The use of encapsulation technologies or delivery devices may provide additional safety for stem cell therapies. Living cells can be encapsulated in cellulose sulphate, alginate, or phycomer beads. Such encapsulated cells survive for long periods inside an immunoprotective scaffold or shell which is porous. Implantation of such encapsulated cells allows the production and release of therapeutic factors and even either physiological or engineered control of this process. Microbeads made of polymers of cellulose sulphate are particularly of interest since they have already been tested in patients for up to two years without any evidence of adverse events. GMP production is possible, encapsulated cells can be frozen for long term storage and many cell types have been successfully encapsulated.
Encapsulation of cells would allow suicide genes to be used as a fail-safe, since regardless of the material used, encapsulated cells are protected from the host immune system.
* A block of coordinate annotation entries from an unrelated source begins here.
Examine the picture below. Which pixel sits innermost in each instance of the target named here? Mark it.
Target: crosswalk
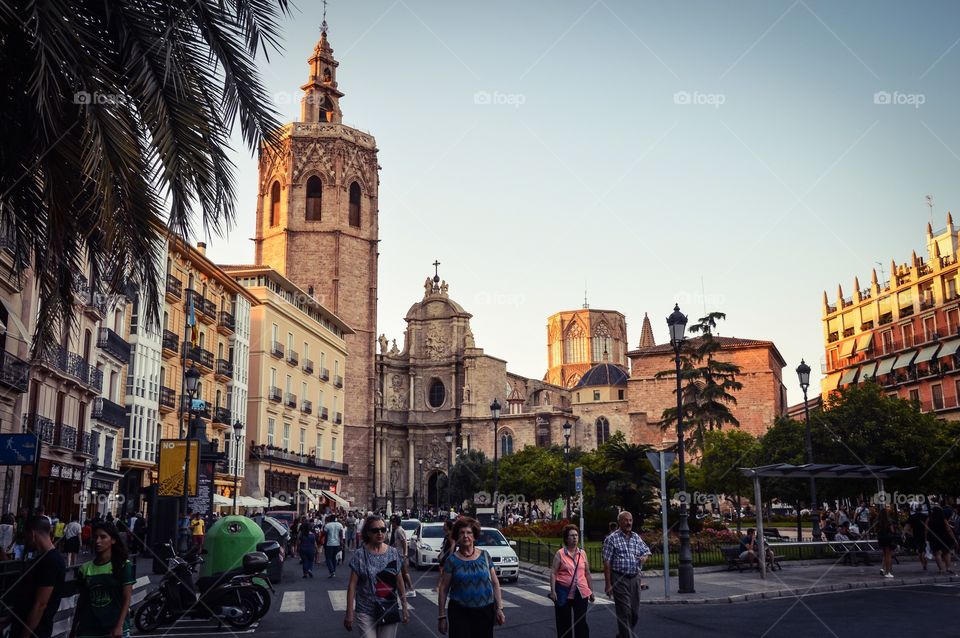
(294, 601)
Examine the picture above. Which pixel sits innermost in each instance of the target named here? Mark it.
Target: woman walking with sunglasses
(375, 595)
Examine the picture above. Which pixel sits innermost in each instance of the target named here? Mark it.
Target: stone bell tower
(317, 225)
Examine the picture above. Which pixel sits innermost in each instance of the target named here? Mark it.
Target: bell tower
(317, 224)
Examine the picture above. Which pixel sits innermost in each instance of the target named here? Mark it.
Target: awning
(866, 372)
(336, 498)
(949, 348)
(849, 376)
(904, 360)
(847, 349)
(885, 366)
(927, 353)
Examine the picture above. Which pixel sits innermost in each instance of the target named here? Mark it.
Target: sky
(739, 157)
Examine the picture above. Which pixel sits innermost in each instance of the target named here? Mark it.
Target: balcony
(14, 372)
(168, 399)
(71, 366)
(199, 356)
(226, 324)
(224, 370)
(109, 412)
(114, 345)
(171, 343)
(174, 289)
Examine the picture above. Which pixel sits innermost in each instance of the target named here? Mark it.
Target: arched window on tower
(603, 430)
(355, 205)
(314, 197)
(275, 204)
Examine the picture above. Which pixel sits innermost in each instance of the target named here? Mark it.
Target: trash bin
(226, 543)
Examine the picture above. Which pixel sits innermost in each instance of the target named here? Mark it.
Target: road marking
(293, 601)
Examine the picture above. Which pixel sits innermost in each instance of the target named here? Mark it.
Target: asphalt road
(315, 608)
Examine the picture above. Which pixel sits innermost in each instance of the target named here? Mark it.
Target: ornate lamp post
(495, 415)
(677, 323)
(803, 373)
(566, 459)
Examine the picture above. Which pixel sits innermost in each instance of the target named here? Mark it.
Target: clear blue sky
(781, 178)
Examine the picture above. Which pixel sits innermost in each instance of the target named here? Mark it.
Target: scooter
(232, 599)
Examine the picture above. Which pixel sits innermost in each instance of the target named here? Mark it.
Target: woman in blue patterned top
(470, 581)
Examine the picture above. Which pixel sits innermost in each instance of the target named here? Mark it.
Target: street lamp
(566, 459)
(448, 437)
(237, 432)
(192, 380)
(495, 415)
(803, 373)
(677, 323)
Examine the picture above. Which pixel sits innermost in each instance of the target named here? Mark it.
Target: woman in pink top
(570, 587)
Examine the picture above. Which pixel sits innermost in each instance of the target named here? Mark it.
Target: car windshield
(491, 538)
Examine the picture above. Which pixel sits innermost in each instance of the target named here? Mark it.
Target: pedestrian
(469, 579)
(105, 586)
(71, 540)
(375, 594)
(570, 586)
(36, 597)
(333, 542)
(624, 554)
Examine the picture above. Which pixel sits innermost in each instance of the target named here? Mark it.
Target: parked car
(505, 561)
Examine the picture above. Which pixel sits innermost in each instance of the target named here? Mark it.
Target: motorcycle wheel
(150, 615)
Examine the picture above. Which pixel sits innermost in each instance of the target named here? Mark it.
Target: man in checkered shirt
(624, 554)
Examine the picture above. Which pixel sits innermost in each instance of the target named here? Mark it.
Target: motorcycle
(232, 597)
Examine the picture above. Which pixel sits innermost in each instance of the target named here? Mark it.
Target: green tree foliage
(707, 384)
(117, 118)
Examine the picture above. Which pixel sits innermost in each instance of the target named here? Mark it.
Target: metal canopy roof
(824, 470)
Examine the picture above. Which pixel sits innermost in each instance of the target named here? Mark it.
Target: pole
(685, 570)
(663, 517)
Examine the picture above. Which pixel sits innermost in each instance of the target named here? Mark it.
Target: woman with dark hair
(941, 538)
(468, 576)
(570, 586)
(106, 587)
(375, 591)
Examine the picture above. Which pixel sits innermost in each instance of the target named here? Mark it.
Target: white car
(505, 561)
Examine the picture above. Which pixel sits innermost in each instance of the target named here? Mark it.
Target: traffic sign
(18, 449)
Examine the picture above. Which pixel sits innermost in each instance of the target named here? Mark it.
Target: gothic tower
(317, 225)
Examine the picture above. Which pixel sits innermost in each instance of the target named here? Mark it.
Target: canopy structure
(814, 471)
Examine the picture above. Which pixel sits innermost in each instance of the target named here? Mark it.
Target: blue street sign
(18, 449)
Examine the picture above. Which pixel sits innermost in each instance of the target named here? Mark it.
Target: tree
(117, 118)
(707, 384)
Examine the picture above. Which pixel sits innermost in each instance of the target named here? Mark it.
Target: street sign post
(661, 461)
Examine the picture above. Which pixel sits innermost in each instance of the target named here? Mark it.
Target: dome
(604, 374)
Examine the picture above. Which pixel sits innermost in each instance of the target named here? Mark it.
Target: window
(437, 393)
(603, 430)
(506, 444)
(275, 204)
(314, 198)
(355, 205)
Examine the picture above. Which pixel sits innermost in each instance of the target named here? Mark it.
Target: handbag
(563, 591)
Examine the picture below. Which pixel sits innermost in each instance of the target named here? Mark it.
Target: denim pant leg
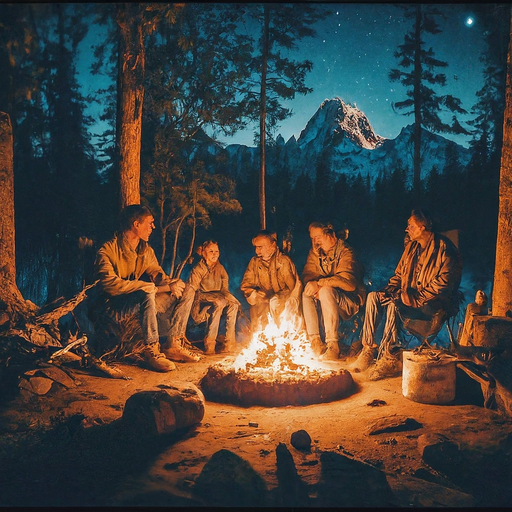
(179, 317)
(329, 299)
(259, 315)
(121, 306)
(165, 304)
(390, 334)
(219, 304)
(372, 318)
(310, 315)
(231, 314)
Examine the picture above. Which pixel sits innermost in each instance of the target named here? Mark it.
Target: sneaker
(317, 345)
(156, 360)
(209, 347)
(179, 352)
(385, 368)
(364, 360)
(229, 346)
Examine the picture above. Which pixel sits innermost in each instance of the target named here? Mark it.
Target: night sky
(352, 55)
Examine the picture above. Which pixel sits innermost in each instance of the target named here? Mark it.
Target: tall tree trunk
(263, 115)
(417, 107)
(12, 304)
(502, 289)
(130, 100)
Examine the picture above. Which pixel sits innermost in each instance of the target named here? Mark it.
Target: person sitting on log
(130, 280)
(333, 280)
(207, 287)
(424, 286)
(270, 281)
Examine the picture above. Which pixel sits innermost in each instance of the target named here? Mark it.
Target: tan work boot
(364, 360)
(209, 346)
(317, 344)
(229, 345)
(332, 353)
(386, 367)
(177, 351)
(156, 360)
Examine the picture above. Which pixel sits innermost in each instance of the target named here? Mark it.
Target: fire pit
(277, 368)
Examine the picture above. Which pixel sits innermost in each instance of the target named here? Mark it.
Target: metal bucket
(428, 377)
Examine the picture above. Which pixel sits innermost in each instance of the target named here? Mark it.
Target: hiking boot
(209, 347)
(229, 345)
(156, 360)
(331, 354)
(385, 368)
(364, 360)
(333, 351)
(317, 345)
(178, 351)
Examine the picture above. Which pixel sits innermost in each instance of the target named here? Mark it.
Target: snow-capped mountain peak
(335, 121)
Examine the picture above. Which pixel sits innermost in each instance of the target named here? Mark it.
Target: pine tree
(419, 75)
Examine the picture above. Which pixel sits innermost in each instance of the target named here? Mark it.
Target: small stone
(301, 440)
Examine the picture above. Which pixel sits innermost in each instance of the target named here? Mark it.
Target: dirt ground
(65, 449)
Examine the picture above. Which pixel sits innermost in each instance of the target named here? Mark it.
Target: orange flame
(281, 347)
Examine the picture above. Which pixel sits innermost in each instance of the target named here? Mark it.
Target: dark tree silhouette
(419, 75)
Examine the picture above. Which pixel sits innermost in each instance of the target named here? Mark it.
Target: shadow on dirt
(70, 465)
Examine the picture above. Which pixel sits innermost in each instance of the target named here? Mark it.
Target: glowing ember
(279, 348)
(277, 368)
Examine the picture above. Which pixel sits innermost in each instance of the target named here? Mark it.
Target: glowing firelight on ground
(281, 347)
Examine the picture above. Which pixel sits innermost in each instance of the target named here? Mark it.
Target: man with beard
(132, 281)
(424, 287)
(333, 280)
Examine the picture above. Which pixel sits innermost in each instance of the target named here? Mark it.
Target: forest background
(202, 78)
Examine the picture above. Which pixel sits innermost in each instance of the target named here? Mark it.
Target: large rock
(163, 411)
(227, 480)
(347, 482)
(493, 332)
(292, 491)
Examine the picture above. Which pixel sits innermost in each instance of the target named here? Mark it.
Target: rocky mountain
(342, 135)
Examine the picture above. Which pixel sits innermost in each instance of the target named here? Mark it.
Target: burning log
(278, 368)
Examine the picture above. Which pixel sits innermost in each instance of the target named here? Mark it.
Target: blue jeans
(333, 304)
(120, 307)
(220, 303)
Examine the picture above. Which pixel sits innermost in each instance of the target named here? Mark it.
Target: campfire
(276, 368)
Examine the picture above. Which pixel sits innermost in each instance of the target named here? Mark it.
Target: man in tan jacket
(333, 279)
(270, 281)
(425, 284)
(131, 279)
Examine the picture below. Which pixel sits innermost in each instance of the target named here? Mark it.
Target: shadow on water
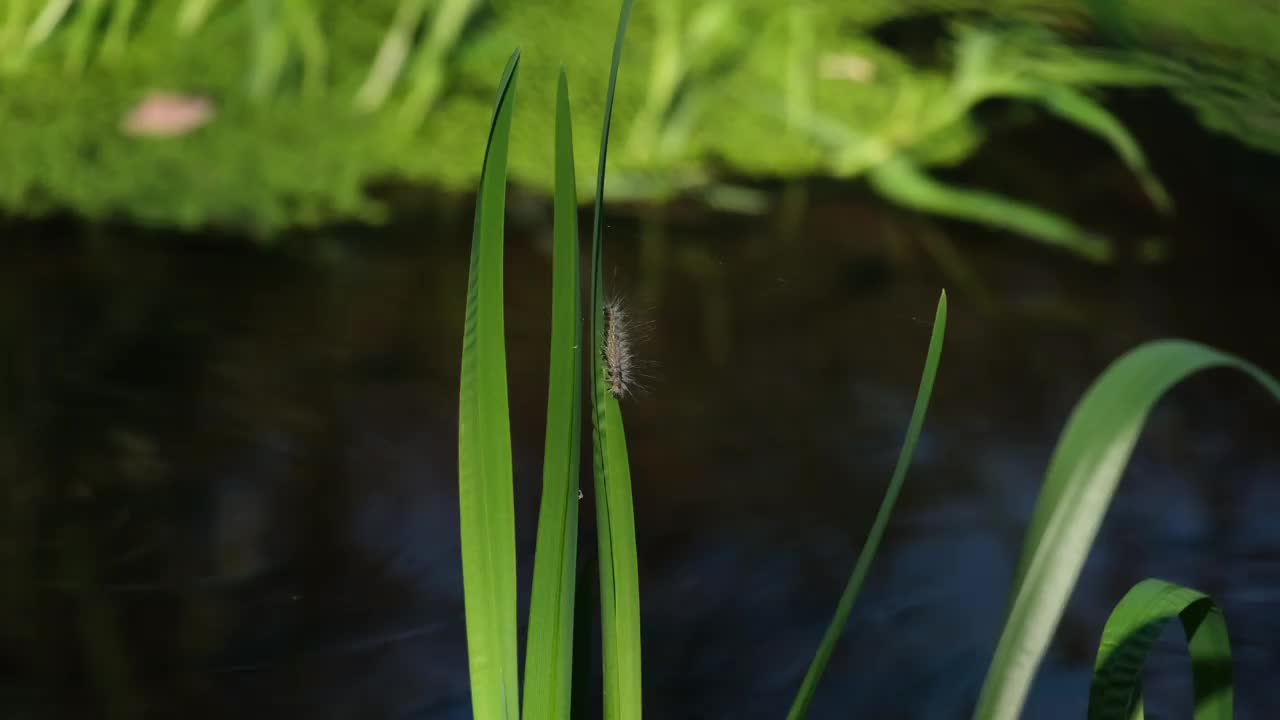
(229, 477)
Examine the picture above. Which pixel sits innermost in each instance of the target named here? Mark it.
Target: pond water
(229, 477)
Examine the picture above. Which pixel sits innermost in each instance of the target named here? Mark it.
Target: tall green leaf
(1132, 630)
(549, 654)
(800, 706)
(620, 575)
(487, 514)
(1082, 477)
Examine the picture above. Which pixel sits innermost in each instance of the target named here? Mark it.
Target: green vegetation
(1087, 465)
(314, 104)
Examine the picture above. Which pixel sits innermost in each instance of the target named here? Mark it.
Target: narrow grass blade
(549, 660)
(620, 577)
(1083, 112)
(1082, 478)
(903, 182)
(1129, 634)
(800, 706)
(485, 502)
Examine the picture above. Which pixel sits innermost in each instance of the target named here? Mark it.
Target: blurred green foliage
(315, 101)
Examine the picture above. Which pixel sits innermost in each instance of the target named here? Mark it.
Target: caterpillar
(620, 370)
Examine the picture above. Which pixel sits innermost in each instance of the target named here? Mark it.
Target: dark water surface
(229, 479)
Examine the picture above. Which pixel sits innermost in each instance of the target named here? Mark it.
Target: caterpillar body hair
(620, 363)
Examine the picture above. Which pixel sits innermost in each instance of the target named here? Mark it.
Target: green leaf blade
(618, 564)
(1080, 481)
(809, 686)
(549, 655)
(485, 501)
(1129, 634)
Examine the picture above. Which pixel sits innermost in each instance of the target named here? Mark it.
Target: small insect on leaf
(621, 369)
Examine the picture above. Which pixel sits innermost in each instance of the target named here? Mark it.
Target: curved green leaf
(549, 654)
(620, 575)
(485, 502)
(800, 706)
(1082, 477)
(1132, 630)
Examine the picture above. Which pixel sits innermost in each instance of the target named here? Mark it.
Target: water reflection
(231, 479)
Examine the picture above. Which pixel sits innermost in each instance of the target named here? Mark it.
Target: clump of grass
(1079, 483)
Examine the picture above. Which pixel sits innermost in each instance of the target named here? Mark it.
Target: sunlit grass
(1079, 483)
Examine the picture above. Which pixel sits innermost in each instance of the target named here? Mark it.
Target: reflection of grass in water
(318, 99)
(1082, 477)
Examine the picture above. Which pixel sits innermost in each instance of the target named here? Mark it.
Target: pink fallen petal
(164, 114)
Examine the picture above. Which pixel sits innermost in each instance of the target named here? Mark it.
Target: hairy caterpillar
(620, 365)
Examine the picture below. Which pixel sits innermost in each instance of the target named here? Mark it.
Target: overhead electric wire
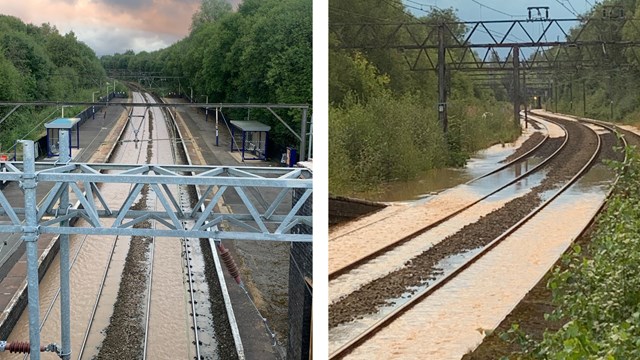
(574, 9)
(496, 10)
(419, 4)
(569, 10)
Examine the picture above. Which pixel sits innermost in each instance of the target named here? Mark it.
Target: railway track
(387, 286)
(489, 184)
(157, 324)
(457, 200)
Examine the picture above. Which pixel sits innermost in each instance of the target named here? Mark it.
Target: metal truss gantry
(271, 219)
(473, 46)
(85, 181)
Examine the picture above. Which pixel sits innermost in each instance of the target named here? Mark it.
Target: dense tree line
(39, 63)
(259, 54)
(383, 121)
(606, 76)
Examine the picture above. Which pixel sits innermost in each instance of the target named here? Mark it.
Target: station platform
(97, 140)
(253, 257)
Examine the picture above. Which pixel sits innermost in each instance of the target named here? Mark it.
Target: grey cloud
(107, 42)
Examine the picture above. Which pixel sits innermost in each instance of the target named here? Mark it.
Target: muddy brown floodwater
(422, 269)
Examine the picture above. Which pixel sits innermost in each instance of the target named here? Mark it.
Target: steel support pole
(571, 94)
(526, 99)
(303, 136)
(442, 89)
(217, 134)
(30, 236)
(555, 96)
(584, 98)
(516, 84)
(65, 291)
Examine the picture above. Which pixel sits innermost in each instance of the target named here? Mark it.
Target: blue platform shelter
(250, 137)
(53, 132)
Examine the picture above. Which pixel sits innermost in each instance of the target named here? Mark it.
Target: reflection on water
(436, 180)
(480, 297)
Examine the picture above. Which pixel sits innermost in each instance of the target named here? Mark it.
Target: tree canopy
(39, 63)
(260, 54)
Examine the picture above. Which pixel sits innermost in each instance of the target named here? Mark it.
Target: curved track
(419, 293)
(488, 185)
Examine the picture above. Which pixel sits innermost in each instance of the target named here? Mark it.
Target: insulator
(231, 264)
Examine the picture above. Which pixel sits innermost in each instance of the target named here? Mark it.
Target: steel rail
(57, 295)
(98, 297)
(335, 274)
(467, 183)
(219, 272)
(395, 314)
(158, 104)
(104, 276)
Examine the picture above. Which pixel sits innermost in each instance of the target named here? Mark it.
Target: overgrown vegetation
(383, 121)
(39, 63)
(596, 290)
(259, 54)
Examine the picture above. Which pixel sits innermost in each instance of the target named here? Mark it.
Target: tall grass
(392, 138)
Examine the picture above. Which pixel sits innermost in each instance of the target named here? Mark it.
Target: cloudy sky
(110, 26)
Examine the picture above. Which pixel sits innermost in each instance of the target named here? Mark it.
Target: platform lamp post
(64, 126)
(217, 133)
(93, 100)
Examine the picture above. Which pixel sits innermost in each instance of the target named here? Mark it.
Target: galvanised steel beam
(262, 219)
(160, 105)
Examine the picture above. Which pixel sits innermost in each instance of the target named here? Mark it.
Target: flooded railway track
(163, 297)
(380, 294)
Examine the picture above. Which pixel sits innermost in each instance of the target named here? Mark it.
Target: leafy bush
(599, 294)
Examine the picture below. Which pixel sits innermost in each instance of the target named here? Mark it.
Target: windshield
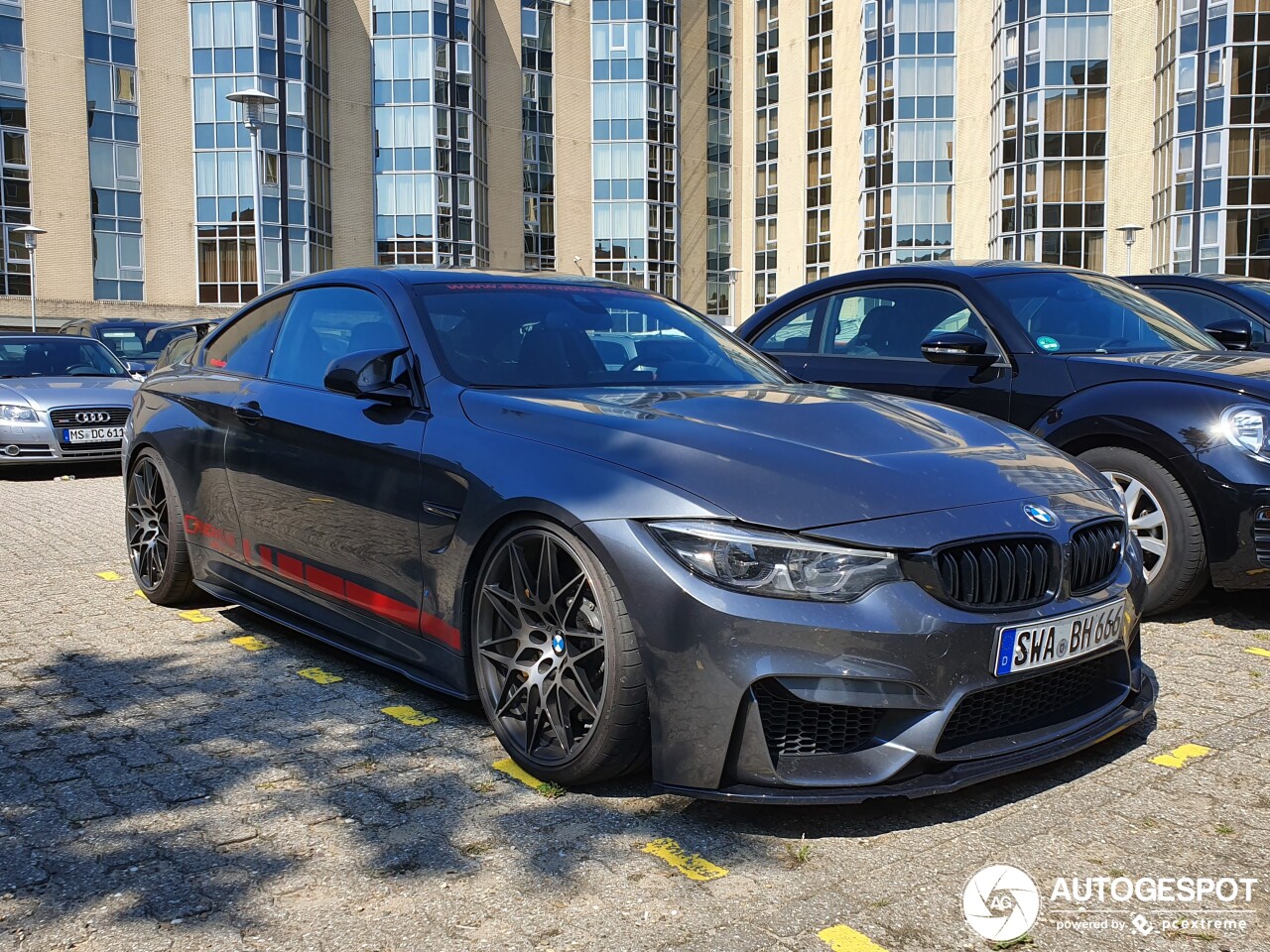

Encapsulation of cells is not an option if the stem cells have to physically integrate into the patient’s tissue to provide a therapeutic effect. However, evidence has been accumulating that contrary to popular belief, stem cells do not replace dead, dying or functionally inactive cells since their therapeutic effects can be measured quite rapidly after implantation. It seems more likely that stem cells exert their therapeutic benefits via paracrine effects by immunomodulation, producing survival factors, wound healing mediators, anti-inflammatory and apoptotic factors as well as recruiting the body’s own stem cells. All in all, yet further good news is on the horizon.
Dr Brian Salmons is the co-founder of SG Austria (Austrianova Singapore), a Singapore-based biotechnology company that specializes in the encapsulation of living cells. He was the scientific director of Bavarian Nordic from its establishment in 1994 to 2001. Dr Salmons co-invented a cell encapsulation technology shown to be safe and efficacious in a phase I/II clinical trial. He co-founded the biotech company, Austrianova, a spin out of the Veterinary Medicine University in Vienna.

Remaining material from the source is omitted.